Wenn es berechtigt sein kann, die Phalanx der Forma­tionen beim EC als stell­ver­tretend für aktuelle Trends in der Spitze der Laien­chor­szene Europas zu nehmen, steht das Genre vor einer disrup­tiven, aufre­genden Entwicklung. Jeder Chor für sich und jeder Chor auf seine spezi­fische Weise hat  sich auf den Weg gemacht, einen neuen Kosmos seiner selbst, eine eigene innovative Handschrift, eine singuläre Auffassung in der musika­li­schen Vermittlung und eine ernst­hafte Selbst­ver­pflichtung in den Ansprüchen an sich und die Gruppe zu entwi­ckeln. Folgt man der Semantik Rutters, mündet die neue Corporate Identity des Chorsingens im alles überra­genden Begriff der Kommu­ni­kation. Beim EC dieses Jahres gibt es keine Formation, die stock­steif auf der Stelle steht. Die Sänge­rinnen des Frauen­chores Volve Vokal aus Norwegen stürzen gar im Finale ihres Auftritts drama­tur­gisch verblüffend auf den Bühnen­boden. Almakalia aus Belgien stellt sich in Outfits vor, die so fragmen­tiert sind wie ihr Heimatland. Die erst im vergan­genen Jahr gegründete Schweizer Gruppe Cake O’Phonie inter­pre­tiert ihre vokale Reise durch die Berge des Alpen­landes in fünf Sprachen respektive dem Dialekt ihres Heimat­ortes Fribourg. Jazzva wirbelt in Arran­ge­ments über die Bühne, die schlicht atembe­raubend sind. Passa­gen­weise intoniert oder paraphra­siert jeder der sieben einzelnen Akteure just in time eine unter­schied­liche Note.

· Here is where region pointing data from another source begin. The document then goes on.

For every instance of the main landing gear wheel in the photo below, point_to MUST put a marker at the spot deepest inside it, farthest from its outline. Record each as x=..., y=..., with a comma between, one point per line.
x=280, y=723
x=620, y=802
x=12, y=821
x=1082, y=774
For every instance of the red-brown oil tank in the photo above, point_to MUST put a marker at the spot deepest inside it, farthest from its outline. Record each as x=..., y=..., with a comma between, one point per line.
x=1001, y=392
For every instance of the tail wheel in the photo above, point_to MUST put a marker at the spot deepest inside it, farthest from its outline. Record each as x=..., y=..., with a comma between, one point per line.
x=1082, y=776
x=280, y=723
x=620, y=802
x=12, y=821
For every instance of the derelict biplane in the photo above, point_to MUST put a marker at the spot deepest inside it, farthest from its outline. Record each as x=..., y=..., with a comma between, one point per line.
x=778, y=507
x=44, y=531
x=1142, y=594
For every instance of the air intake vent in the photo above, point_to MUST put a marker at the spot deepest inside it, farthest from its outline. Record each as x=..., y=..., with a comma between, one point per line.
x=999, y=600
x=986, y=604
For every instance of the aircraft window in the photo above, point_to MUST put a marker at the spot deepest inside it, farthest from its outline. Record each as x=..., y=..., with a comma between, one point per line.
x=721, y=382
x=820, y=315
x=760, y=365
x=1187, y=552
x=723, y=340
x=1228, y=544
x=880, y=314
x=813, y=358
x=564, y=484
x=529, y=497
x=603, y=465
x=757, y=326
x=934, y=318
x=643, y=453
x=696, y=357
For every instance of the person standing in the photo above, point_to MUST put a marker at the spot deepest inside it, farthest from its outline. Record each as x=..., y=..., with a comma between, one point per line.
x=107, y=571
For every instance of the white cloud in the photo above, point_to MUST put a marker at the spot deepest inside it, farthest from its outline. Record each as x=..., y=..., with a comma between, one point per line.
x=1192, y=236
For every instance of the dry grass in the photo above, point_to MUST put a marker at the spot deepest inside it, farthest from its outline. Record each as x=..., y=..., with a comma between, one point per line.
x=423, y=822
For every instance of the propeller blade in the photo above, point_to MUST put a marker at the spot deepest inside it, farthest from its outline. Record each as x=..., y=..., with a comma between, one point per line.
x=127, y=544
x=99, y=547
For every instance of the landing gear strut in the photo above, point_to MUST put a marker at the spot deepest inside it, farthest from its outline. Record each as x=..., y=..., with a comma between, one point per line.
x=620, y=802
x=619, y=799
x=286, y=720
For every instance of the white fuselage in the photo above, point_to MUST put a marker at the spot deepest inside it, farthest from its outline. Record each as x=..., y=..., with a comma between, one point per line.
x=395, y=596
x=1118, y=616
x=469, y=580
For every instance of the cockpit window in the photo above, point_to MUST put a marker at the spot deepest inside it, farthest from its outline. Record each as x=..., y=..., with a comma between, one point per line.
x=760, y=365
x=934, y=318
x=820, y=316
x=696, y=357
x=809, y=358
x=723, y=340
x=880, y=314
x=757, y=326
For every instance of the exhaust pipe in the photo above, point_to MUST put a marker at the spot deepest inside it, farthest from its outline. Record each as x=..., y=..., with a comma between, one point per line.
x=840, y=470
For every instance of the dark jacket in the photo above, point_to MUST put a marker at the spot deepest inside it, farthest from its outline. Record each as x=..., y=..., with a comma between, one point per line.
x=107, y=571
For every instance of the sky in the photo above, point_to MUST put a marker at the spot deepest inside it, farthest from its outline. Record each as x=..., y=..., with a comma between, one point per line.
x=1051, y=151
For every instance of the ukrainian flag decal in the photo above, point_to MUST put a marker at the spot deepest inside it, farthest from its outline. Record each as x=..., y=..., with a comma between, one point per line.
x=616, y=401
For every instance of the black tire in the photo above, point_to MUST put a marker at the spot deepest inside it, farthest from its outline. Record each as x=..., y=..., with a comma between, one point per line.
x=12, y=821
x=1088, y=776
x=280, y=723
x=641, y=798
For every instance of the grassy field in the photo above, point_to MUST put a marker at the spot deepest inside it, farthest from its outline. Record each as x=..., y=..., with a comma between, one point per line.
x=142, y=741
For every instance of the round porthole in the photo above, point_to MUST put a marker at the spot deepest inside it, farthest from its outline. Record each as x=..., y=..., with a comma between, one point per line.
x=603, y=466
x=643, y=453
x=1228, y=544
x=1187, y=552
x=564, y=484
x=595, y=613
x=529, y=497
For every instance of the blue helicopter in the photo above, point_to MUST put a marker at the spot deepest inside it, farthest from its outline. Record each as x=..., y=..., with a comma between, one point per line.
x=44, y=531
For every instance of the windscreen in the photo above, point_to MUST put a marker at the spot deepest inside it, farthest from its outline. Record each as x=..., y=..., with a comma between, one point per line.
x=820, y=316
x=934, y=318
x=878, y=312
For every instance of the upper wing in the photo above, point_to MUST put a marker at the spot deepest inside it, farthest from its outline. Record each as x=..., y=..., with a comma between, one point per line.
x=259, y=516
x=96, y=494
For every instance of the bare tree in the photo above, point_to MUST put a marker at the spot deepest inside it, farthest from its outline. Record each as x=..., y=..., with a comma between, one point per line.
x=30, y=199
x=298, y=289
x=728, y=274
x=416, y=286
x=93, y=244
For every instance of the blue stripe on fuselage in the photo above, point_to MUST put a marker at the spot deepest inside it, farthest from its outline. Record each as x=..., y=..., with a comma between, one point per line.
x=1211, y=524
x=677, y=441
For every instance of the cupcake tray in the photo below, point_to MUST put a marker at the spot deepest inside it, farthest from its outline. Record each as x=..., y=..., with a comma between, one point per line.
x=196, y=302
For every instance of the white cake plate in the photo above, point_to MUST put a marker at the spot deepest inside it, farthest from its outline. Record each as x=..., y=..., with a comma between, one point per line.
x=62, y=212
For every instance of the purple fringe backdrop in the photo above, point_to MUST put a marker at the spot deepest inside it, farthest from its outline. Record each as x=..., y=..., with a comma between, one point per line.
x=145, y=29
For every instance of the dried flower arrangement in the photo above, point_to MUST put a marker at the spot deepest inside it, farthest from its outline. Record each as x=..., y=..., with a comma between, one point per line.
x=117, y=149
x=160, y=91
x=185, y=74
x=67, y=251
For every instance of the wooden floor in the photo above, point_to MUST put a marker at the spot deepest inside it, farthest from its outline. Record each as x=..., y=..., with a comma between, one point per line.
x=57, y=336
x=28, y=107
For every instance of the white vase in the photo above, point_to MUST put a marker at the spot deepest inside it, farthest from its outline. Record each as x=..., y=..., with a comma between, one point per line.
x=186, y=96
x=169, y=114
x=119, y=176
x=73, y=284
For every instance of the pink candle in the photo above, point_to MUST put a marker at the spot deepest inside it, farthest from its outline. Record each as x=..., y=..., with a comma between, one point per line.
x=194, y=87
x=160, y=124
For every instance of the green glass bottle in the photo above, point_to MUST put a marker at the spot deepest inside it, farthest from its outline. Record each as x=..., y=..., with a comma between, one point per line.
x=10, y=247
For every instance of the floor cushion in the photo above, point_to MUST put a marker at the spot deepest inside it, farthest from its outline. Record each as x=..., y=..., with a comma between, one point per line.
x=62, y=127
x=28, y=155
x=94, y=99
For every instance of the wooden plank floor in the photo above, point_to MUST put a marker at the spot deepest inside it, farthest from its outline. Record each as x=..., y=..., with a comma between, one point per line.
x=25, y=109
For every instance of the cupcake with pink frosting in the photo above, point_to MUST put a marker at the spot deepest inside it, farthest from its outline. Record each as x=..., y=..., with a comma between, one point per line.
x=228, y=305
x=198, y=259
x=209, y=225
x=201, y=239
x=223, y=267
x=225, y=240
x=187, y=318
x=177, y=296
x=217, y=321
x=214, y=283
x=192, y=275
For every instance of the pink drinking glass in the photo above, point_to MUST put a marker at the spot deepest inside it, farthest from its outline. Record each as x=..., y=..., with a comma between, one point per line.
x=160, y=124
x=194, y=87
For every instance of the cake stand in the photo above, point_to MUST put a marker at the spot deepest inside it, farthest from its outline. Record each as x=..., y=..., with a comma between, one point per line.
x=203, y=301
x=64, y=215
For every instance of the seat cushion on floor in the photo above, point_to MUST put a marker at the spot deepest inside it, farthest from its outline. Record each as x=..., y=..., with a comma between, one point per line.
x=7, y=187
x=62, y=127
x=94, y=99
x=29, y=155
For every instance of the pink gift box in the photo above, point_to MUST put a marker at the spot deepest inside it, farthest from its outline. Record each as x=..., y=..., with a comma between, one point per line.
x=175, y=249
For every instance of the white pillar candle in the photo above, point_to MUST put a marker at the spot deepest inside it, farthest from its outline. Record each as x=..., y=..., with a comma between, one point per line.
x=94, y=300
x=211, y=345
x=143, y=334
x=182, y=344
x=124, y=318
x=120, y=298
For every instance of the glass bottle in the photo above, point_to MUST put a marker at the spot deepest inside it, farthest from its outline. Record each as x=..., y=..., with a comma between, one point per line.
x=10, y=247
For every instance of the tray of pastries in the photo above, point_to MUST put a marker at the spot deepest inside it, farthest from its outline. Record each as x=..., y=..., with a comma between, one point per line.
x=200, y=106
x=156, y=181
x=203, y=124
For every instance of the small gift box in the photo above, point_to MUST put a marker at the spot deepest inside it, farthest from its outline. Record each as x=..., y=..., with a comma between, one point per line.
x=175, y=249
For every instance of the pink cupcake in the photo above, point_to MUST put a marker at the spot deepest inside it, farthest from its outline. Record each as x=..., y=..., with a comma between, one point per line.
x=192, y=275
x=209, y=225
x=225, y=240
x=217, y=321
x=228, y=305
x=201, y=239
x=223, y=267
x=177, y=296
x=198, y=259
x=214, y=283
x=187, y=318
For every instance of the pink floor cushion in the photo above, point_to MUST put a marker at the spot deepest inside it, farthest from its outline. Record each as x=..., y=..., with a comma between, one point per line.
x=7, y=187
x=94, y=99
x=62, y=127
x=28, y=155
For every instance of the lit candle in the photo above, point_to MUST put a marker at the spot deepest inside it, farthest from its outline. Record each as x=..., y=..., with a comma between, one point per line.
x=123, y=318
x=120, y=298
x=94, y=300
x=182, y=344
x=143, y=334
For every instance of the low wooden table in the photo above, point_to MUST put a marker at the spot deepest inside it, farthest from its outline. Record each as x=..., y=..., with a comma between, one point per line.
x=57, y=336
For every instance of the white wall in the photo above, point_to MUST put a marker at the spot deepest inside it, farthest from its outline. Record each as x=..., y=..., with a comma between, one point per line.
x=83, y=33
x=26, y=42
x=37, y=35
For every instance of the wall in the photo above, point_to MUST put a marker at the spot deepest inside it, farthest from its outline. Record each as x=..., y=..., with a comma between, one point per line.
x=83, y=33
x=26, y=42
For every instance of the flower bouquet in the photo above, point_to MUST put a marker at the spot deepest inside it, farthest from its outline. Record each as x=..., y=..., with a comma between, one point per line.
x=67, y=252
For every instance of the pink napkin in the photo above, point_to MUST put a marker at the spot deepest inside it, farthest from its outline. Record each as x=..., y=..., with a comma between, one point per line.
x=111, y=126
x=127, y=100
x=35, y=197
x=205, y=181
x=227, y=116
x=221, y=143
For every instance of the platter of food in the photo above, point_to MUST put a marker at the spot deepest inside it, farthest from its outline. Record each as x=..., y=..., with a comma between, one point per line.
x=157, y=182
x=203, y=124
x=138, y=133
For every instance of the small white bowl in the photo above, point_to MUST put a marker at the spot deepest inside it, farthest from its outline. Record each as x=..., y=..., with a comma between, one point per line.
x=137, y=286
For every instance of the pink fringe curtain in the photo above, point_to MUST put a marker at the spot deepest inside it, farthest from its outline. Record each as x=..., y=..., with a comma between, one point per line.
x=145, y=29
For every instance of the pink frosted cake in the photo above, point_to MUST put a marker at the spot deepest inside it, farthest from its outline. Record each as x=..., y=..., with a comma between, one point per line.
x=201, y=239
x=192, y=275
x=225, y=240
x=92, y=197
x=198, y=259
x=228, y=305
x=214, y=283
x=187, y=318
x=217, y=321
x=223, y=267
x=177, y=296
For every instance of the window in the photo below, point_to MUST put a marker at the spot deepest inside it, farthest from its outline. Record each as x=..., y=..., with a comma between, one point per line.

Der EC hat auch dank der hochpro­fes­sio­nellen Produktion des SVT, zieht man eine vorläufige Bilanz, seine Bewährung bestanden. Stand die Premiere in Riga 2017 noch im Zeichen einer deutlichen Zurück­haltung der damals neun betei­ligten TV-Anstalten, lässt sich zwei Jahre später ein stärkeres Engagement der Sender beobachten. So räumt beispiels­weise das WDR-Fernsehen diesmal die Primetime am Sonnabend für das Spektakel frei, das den ersten Wettbewerb 2017 noch um eine Woche zeitver­setzt in aller Herrgotts­frühe ausge­strahlt hatte. Heute spricht Fernseh­kul­turchef Matthias Kremin von einer „gern übernom­menen Verpflichtung, jetzt mit der Übertragung aus Göteborg einem deutsch­land­weiten Publikum zu zeigen, was Laien­chöre zu leisten imstande sind.“

Wie in seinen Anfängen der „große Bruder“ in der Eurovision-Event­fa­milie, der Eurovision Song Contest (ESC), ist der EC in der Pionier­phase auf Evalu­ierung, auch auf Erprobung angelegt. Das wird sich gerade dann zeigen, wenn die Reich­weiten und Einschalt­quoten aus den betei­ligten TV-Märkten noch nicht das Potential aufzeigen werden, das angesichts der nach Millionen zählenden Chorcom­munity in Europa möglich ist. Mit dem Einzug einer zweiten Runde in die Ablauf­dra­ma­turgie ist ein Stück Experiment bereits erfolgt. Weitere Neuerungen sollten gewagt werden. Ob eine Erwei­terung der Zahl der Chöre und damit der invol­vierten TV-Anstalten und Länder auf etwa 15 oder gar 18 zielführend sein kann? Zumindest dürfte das solange fraglich sein, solange an der Vorgabe eines 100 Minuten-Formats festge­halten werden soll. Ob wie beim ESC nationale Vorent­scheide das gesamte Unter­fangen europaweit beleben könnten? Würde die Einbindung des TV-Publikums in Vorent­scheide wie Final­runde den öffent­lichen Fokus auf den EC signi­fikant erhöhen? Vorent­scheide und Voting des Publikums indes würden das derzeit überschaubare TV-Budget des EC jeden­falls kräftig ausweiten.

Für all diese Fragen zeigt sich EBU-Direktor Jon Ola Sand, selbst ernannter Entwick­lungs­helfer des EC, aufge­schlossen. „Singen ist gut für die Seele“, weiß Sand. Und die EBU fördere Projekte mit dem Ziel, „möglichst viele Menschen für das Mitmachen zu begeistern“.